A tenere unite alcune sigle di ribelli, «in particolare quelle della Coalition des patriotes pour le changement (CPC) – afferma il diplomatico – c’è soprattutto un desiderio di vendetta per gli eventi del passato e una grande volontà di ottenere potere e denaro».
Si tratta di un «grosso contenitore che fa capo a François Bozizé (ex presidente del Centrafrica ndr.) che ha voluto tentare la strada del Colpo di Stato l’anno scorso», senza successo.
IL CPC è una coalizione molto eterogenea, nata dalla fusione di ben sei gruppi armati: «c’è chi ha un obiettivo etnico, chi economico, chi vuole solo vedere riconosciute le proprie prerogative».
Esistono poi milizie «fedeli all’accordo di pace che aderiscono al disarmo ed è soprattutto con loro che bisogna lavorare per dare una prospettiva di pace», spiega il diplomatico.
Il Centrafrica, grande quanto la Francia, conta meno di 5 milioni di abitanti: «ci sarebbe tutto lo spazio per trasformare e sfruttare in maniera più che degna le grandissime ricchezze naturali del Paese», conclude Garofalo.
Il Paese è ricchissimo di oro, diamanti, manganese, rame, ferro e ‘terre rare’ (core business della Green economy), è anche per questo ostaggio di quanti si tuffano letteralmente su miniere e forzieri del ‘tesoro’. Senza rispettare alcuna regola.
Ma il Centrafrica è anche vittima dello stallo della Minusca, la missione di pace della Nazioni Unite che non protegge a sufficienza i civili, come denunciano missionari e popolazione civile.
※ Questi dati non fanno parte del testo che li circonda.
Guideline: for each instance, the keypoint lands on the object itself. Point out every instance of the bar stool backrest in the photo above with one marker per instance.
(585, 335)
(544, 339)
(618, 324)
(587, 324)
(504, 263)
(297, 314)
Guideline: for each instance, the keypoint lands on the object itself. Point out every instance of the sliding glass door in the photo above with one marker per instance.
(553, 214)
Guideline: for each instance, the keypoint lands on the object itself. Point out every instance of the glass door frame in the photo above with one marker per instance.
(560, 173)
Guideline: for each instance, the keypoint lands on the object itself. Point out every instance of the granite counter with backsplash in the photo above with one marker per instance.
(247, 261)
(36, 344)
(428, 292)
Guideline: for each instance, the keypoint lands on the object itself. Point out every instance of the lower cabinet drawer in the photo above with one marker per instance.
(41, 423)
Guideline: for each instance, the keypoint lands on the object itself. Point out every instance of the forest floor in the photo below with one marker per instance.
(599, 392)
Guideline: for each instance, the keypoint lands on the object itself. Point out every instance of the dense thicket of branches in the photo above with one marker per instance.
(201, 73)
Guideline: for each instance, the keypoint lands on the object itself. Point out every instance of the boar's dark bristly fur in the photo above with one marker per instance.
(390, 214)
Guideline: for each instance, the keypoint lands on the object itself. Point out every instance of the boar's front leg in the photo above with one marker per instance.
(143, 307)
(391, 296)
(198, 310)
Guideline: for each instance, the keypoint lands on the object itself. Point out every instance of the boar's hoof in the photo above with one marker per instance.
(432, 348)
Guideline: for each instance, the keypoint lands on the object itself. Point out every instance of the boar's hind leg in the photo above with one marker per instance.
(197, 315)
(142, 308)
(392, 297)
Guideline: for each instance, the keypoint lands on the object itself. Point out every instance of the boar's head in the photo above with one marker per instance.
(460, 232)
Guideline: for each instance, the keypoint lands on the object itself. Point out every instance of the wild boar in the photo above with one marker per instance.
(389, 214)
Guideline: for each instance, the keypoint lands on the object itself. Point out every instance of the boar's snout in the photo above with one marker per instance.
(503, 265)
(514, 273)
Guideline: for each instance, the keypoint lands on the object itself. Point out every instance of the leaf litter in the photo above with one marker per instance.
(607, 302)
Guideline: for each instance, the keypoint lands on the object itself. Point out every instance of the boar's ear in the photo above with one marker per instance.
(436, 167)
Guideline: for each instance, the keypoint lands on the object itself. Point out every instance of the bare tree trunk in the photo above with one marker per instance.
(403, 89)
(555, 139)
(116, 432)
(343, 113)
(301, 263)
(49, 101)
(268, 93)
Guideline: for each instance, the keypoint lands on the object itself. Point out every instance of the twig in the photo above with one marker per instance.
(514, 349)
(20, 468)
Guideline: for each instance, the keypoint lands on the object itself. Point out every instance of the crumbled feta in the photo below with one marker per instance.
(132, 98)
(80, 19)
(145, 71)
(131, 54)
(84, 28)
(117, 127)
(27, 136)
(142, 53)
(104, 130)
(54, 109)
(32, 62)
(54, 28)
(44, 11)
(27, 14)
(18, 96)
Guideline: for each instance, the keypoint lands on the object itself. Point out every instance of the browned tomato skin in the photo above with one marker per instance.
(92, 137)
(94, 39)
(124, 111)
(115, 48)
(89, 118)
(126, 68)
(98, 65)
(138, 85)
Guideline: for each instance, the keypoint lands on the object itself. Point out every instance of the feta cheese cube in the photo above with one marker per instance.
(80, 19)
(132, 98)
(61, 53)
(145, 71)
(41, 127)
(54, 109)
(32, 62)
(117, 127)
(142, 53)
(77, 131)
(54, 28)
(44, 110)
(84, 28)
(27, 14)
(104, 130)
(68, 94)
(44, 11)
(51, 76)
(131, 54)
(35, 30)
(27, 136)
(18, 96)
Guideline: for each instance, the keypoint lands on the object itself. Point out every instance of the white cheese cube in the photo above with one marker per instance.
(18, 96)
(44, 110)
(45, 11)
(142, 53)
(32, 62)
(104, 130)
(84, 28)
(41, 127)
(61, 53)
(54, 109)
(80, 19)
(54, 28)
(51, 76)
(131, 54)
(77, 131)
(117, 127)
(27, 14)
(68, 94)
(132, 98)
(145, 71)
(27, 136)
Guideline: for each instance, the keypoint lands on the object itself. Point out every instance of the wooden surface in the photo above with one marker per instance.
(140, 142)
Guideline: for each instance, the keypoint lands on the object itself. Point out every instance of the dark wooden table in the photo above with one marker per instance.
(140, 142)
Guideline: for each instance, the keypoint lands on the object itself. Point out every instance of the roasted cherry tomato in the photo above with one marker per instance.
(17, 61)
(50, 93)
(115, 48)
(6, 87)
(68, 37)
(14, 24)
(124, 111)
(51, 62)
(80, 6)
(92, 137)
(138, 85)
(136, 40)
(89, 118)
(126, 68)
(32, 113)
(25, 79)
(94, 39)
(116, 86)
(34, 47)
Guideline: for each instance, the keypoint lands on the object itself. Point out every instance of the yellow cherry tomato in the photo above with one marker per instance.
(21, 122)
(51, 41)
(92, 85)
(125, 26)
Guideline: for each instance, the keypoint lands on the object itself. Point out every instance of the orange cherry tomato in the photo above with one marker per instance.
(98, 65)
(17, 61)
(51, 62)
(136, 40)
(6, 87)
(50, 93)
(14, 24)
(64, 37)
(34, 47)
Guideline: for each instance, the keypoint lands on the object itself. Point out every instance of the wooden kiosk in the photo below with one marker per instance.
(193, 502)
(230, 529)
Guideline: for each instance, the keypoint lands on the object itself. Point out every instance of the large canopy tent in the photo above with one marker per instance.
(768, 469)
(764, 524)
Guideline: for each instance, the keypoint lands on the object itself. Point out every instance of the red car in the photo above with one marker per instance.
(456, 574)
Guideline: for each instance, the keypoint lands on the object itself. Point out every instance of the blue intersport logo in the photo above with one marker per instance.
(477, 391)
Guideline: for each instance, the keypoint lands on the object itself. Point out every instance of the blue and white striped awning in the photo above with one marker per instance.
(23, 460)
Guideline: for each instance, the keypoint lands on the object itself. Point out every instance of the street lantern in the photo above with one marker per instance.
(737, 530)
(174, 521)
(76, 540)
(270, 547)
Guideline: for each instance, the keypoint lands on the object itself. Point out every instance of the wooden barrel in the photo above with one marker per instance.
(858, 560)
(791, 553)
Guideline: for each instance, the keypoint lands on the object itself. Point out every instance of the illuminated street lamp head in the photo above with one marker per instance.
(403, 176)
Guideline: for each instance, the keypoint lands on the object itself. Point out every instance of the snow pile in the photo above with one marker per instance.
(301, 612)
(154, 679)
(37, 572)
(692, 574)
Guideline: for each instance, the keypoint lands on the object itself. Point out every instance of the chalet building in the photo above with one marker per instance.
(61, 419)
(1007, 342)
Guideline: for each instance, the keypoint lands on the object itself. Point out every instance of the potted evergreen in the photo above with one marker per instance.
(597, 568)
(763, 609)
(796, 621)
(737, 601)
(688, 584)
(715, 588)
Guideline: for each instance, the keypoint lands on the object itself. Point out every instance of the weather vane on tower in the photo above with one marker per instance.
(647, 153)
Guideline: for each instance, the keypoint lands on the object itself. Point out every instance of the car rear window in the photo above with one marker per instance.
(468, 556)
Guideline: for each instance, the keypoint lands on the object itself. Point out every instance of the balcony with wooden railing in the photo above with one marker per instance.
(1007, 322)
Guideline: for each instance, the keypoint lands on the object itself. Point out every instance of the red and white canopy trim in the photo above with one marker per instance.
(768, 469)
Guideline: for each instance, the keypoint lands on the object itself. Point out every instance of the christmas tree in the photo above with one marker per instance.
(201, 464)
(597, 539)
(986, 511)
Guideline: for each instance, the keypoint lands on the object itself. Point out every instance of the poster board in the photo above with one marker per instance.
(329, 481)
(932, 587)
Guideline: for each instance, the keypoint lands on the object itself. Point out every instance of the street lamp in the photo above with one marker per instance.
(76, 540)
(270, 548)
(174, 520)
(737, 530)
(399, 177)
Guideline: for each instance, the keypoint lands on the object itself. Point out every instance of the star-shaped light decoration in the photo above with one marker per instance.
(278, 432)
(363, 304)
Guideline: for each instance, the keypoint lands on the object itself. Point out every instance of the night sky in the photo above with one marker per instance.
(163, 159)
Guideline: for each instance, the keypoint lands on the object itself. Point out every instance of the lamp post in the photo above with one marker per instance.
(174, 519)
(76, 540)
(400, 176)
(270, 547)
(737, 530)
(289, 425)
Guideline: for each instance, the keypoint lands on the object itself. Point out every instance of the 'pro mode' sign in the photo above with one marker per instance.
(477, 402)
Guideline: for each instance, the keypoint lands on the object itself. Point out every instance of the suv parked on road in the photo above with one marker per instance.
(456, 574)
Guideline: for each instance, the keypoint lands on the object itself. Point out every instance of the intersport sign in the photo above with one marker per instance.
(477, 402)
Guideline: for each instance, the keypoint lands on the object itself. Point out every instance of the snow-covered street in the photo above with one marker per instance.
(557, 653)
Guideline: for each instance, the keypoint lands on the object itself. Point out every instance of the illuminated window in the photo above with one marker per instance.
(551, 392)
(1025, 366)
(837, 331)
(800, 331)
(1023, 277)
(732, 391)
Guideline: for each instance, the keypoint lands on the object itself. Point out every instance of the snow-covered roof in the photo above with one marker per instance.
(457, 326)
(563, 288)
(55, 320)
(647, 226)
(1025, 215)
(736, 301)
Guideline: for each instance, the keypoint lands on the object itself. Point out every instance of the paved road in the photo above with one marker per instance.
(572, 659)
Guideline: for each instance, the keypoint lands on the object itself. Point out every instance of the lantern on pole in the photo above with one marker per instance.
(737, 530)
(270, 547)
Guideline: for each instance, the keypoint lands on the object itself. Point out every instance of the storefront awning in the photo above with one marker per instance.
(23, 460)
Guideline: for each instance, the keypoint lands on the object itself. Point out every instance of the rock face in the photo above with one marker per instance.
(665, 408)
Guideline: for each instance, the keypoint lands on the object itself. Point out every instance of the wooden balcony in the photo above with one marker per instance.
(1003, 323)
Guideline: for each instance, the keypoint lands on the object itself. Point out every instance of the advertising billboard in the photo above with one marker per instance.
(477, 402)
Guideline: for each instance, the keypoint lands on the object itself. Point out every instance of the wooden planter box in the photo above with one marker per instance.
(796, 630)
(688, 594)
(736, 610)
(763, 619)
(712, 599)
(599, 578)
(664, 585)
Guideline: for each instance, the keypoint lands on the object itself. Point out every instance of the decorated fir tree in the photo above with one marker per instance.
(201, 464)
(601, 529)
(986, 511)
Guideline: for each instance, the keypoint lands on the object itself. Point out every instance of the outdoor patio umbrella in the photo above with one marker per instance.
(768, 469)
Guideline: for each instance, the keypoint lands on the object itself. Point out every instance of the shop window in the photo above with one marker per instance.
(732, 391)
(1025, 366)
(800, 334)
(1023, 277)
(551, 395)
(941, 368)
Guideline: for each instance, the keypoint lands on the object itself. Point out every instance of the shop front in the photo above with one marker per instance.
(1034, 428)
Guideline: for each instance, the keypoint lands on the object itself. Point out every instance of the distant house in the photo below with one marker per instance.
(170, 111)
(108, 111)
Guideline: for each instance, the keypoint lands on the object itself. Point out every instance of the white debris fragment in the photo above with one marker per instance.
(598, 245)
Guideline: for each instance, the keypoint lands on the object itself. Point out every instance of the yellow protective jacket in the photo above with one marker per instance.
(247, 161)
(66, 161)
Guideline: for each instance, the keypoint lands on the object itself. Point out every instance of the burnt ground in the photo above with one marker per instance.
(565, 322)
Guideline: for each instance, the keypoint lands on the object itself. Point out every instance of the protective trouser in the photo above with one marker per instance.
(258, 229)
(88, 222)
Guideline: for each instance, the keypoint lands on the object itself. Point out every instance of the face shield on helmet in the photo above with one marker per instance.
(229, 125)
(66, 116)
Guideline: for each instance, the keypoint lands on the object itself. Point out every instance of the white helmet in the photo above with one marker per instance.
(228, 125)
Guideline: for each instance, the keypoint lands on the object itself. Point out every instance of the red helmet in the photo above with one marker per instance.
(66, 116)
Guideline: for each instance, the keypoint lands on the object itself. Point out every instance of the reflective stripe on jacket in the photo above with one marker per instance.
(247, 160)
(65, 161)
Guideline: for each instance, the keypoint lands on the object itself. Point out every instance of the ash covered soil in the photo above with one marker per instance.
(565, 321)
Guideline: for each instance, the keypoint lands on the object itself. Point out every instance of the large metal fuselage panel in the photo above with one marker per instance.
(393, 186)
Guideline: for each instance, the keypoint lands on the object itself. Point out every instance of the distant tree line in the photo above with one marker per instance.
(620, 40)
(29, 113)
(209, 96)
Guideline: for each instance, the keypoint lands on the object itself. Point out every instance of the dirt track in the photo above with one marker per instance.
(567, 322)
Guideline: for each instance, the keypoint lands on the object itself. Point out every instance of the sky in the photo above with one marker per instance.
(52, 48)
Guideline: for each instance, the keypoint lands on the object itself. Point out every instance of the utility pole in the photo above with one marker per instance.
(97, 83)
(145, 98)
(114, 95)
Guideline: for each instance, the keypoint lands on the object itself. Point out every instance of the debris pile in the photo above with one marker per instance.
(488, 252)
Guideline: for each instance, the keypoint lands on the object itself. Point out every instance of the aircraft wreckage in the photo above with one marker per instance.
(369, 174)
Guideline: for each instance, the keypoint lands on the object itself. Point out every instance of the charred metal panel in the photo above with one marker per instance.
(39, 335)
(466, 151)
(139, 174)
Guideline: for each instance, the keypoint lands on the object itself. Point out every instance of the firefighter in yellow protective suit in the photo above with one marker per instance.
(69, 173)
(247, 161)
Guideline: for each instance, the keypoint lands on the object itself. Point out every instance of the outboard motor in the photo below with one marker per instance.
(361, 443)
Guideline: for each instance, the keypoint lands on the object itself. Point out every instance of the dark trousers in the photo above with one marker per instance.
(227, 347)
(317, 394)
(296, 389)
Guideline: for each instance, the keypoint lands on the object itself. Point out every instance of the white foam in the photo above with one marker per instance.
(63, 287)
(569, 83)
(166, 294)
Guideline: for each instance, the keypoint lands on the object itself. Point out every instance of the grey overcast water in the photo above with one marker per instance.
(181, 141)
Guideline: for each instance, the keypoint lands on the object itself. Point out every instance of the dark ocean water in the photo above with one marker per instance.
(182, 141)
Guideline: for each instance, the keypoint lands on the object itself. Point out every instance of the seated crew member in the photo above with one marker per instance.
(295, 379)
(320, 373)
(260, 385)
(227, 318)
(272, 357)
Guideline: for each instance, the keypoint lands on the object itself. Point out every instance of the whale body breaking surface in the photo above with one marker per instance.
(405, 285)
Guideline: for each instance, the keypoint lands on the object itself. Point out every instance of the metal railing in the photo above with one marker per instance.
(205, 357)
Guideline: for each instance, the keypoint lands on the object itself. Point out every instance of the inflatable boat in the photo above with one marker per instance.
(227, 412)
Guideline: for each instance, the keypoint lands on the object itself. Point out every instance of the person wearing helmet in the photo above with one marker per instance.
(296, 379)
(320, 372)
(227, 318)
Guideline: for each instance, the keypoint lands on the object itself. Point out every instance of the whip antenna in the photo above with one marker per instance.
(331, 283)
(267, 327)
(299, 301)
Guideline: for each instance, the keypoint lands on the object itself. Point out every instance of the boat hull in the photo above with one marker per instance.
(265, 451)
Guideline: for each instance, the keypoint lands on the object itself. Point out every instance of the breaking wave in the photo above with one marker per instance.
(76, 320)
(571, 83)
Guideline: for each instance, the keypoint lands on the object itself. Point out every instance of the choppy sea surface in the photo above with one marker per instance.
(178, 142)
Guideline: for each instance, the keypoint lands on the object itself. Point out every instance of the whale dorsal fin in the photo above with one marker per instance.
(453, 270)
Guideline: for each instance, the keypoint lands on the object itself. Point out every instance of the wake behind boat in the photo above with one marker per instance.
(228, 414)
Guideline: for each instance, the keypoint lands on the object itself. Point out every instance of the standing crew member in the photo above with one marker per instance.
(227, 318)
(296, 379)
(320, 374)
Inoltre i vescovi del Centrafrica hanno denunciato lo sfruttamento selvaggio del suolo e sottosuolo, in un documento controfirmato in calce che dice che le risorse naturali sono depredate da «stranieri con la complicità di alcuni nostri connazionali».
Il riferimento è alla presenza dei mercenari russi che combattono al fianco dell’esercito senza regole d’ingaggio chiare e con libertà di uccidere.